I had once made a variant of the above with cauliflower as a replacement for the potatoes, and it came out good, but I didn’t want to go through all the trouble – and end up with two massive bowls of food that would go to waste – or my waistline. No, I wanted something fast and easy, that would be a low carb substitute, and fill the craving and keep me away from that damn potato salad.

So I asked my wife to put aside some of the egg and kielbasa and I stopped at the store the next day to get some frozen cauliflower.

I got the cauliflower and came home to make my batch, but drat! There was no more kielbasa – it had got eaten. In my estimation, the flavor from the sausage was critical – it wouldn’t be the same without it.

I then began to scan the fridge for some analogue.

In the deli drawer, I found liverwurst – I didn’t buy the stuff all that often, but had a hankering for it that week.

Kilbasa is from Poland, Liverwurst is from Germany – same geographical location, more or less. Both nitrated deli meats. Hmmm. Could it act as a substitute? Maybe – but something told me that this is not how you eat liverwurst.

I tried it anyway:

  • 1/2 pack of frozen cauliflower, microwaved for 5 minutes (mushier is better for simulating potatoes)
  • 3/4 cup diced hard-boiled egg
  • 2 slices diced liverwurst
  • mayo to taste
  • a small bit of vinegar to taste
  • small amount of salt
  • pepper

The verdict?

It came out pretty darn good. It was also a breeze to make – dash together a few ingredients, mix well, stash in the fridge overnight to let the flavors meld, and you’ve got yourself a flavorful dish that I found was particularly good at keeping me full for a long while. Safe for induction – I’m in ketosis after eating it, so it had little impact in that department.

Try it if you dare. I will certainly make this again.

The Low Carb Confidential Library

I am absolutely beside myself sometimes because I will find somewhere in the vast sea of endless dreck and clutter that is the internet, a gem of an article – and then I lose it – and I can’t find it ever again.

I recently stumbled upon a site set up by a low carber that was a wonderful resource of articles of information on low carb – there were some great links here. I left it open in my browser window and went back later – only to find that my machine had some sort of error and closed the browser window on me. I tried finding it by looking at my browser history, my cached files, going back to the source where I found it – but I can’t find the darn thing.

Part of my problem might be that I use multiple computers, with multiple browsers on each. I know what you’re thinking: if this dope just used one browser on one machine, at least all his links would be in one place.

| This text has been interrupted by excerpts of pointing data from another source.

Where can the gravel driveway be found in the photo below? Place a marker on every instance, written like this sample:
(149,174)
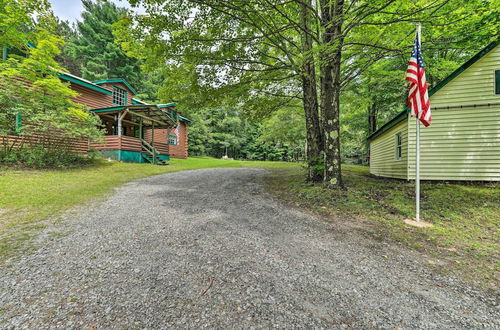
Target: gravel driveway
(208,248)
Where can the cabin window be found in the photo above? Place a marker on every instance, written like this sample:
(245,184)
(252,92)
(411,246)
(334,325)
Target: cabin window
(172,139)
(119,96)
(398,147)
(497,82)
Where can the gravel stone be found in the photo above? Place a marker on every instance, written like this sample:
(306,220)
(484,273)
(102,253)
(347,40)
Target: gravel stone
(210,249)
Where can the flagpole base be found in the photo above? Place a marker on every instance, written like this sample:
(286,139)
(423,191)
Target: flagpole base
(419,224)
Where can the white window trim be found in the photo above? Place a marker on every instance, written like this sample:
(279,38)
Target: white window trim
(397,146)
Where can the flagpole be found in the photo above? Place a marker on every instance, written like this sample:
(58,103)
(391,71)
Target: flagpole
(417,153)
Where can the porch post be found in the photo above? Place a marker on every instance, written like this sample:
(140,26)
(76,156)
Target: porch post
(140,128)
(119,124)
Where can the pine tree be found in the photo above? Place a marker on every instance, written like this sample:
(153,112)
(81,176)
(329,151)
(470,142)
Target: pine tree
(94,48)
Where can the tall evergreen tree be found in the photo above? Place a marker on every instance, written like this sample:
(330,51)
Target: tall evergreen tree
(95,49)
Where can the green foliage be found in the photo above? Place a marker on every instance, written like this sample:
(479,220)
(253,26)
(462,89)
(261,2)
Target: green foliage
(31,89)
(42,157)
(93,47)
(247,54)
(225,132)
(16,23)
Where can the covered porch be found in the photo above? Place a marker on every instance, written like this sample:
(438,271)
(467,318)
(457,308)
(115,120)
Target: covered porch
(125,128)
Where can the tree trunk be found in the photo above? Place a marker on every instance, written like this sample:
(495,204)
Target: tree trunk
(314,143)
(372,119)
(331,22)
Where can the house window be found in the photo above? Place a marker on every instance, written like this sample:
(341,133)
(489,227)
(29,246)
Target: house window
(399,147)
(172,139)
(119,96)
(497,82)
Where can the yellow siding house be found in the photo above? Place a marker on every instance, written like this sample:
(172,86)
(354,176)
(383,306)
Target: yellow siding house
(463,140)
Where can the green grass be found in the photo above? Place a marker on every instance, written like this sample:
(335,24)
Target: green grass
(27,197)
(466,217)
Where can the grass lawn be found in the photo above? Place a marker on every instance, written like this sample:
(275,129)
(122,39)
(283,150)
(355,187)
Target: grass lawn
(465,237)
(29,196)
(466,217)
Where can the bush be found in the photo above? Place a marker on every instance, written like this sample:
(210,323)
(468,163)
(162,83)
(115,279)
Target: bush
(40,157)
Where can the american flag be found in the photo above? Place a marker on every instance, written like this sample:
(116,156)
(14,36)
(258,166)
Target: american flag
(418,98)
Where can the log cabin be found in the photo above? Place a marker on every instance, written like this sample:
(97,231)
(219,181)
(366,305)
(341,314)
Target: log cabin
(135,131)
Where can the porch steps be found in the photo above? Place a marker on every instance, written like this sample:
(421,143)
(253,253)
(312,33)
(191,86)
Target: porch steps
(150,154)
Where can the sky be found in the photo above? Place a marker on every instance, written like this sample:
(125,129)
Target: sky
(69,10)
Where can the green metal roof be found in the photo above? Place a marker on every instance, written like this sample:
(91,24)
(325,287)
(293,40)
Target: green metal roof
(403,114)
(117,80)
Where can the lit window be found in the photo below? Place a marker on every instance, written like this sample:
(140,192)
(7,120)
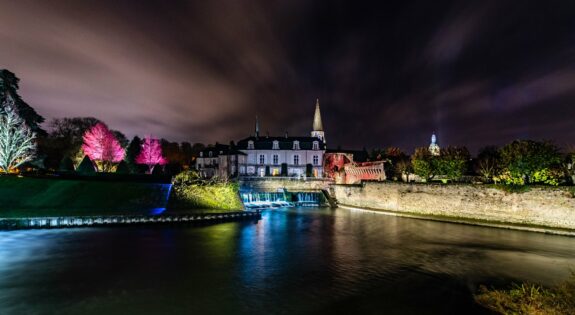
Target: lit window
(296,145)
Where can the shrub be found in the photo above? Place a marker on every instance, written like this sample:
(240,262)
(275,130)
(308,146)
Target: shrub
(530,299)
(525,161)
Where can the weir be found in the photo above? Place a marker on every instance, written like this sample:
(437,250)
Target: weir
(256,199)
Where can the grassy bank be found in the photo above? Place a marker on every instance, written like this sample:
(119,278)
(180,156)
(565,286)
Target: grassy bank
(530,299)
(27,197)
(210,197)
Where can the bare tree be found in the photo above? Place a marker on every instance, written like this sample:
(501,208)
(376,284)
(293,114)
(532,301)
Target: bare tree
(17,145)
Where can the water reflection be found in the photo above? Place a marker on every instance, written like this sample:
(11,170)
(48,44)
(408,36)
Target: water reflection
(298,260)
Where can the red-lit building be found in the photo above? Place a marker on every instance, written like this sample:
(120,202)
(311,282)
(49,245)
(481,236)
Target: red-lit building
(351,167)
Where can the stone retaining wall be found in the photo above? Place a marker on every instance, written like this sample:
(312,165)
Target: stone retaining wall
(271,184)
(544,207)
(88,221)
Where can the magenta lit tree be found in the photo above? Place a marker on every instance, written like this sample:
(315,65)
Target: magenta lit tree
(102,147)
(151,154)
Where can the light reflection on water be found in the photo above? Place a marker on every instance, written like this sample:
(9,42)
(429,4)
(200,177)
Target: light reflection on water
(303,261)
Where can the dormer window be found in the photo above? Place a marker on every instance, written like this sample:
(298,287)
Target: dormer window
(296,145)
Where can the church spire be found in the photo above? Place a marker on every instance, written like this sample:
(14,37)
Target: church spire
(317,124)
(257,127)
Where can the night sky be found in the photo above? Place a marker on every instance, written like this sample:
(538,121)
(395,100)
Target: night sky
(387,73)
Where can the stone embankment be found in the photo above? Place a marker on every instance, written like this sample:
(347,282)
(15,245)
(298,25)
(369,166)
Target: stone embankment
(542,209)
(90,221)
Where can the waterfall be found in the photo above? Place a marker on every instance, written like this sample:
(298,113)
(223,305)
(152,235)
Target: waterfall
(252,199)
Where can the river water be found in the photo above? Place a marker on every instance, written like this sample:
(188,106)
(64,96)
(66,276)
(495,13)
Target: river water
(292,261)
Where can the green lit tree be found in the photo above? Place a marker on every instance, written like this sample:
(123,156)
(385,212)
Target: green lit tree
(404,167)
(423,164)
(527,161)
(452,162)
(488,162)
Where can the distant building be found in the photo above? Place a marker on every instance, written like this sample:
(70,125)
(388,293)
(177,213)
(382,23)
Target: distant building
(352,167)
(268,156)
(220,160)
(433,147)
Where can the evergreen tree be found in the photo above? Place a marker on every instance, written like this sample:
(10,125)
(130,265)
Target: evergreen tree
(132,152)
(86,166)
(9,89)
(66,165)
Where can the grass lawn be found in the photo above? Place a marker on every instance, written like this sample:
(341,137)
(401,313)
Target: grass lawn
(25,197)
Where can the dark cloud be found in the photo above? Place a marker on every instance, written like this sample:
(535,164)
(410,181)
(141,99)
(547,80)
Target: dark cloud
(476,72)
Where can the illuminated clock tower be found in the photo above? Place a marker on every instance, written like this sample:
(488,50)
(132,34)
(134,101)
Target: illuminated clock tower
(317,124)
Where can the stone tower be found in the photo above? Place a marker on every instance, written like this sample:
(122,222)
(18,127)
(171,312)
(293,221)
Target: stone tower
(317,124)
(433,147)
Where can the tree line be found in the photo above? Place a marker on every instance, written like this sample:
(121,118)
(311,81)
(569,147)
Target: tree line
(518,163)
(83,144)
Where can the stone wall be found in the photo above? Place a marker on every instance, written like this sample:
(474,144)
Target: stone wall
(544,207)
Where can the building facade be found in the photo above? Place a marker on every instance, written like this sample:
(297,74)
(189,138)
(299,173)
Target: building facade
(268,156)
(220,160)
(282,156)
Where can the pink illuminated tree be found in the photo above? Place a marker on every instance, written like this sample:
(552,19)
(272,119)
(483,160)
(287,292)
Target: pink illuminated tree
(151,154)
(102,147)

You’re right, but it’s not going to happen.

Instead, I’m going to post them here. It seems that things I post to this blog I can actually find, so I’m going to start the Low Carb Confidential Library containing the articles, videos, and whatever else I find that I feel is at least tangentially relevant to the topic of this blog.

For the time being at least, it will appear as another page on the tabs at the top of the blog.

Please note that the fact that I link to it doesn’t mean I necessarily agree with it: if it’s here, it’s because I found it a good read, and worth my referencing again at some point in the future.

I’ll start the library with a short but interesting article by Jared Diamond: “The Worst Mistake In The History Of The Human Race“, which makes the case that the development of agriculture was actually bad for mankind and while it has allowed the population to soar to levels that the hunter-gatherer cultures could never achieve, mankind has paid a terrible price for this decision. The fact that if we had not embraced agriculture thousands of years ago would have probably meant that none of us would be alive is not lost on me, but it’s a good read nonetheless.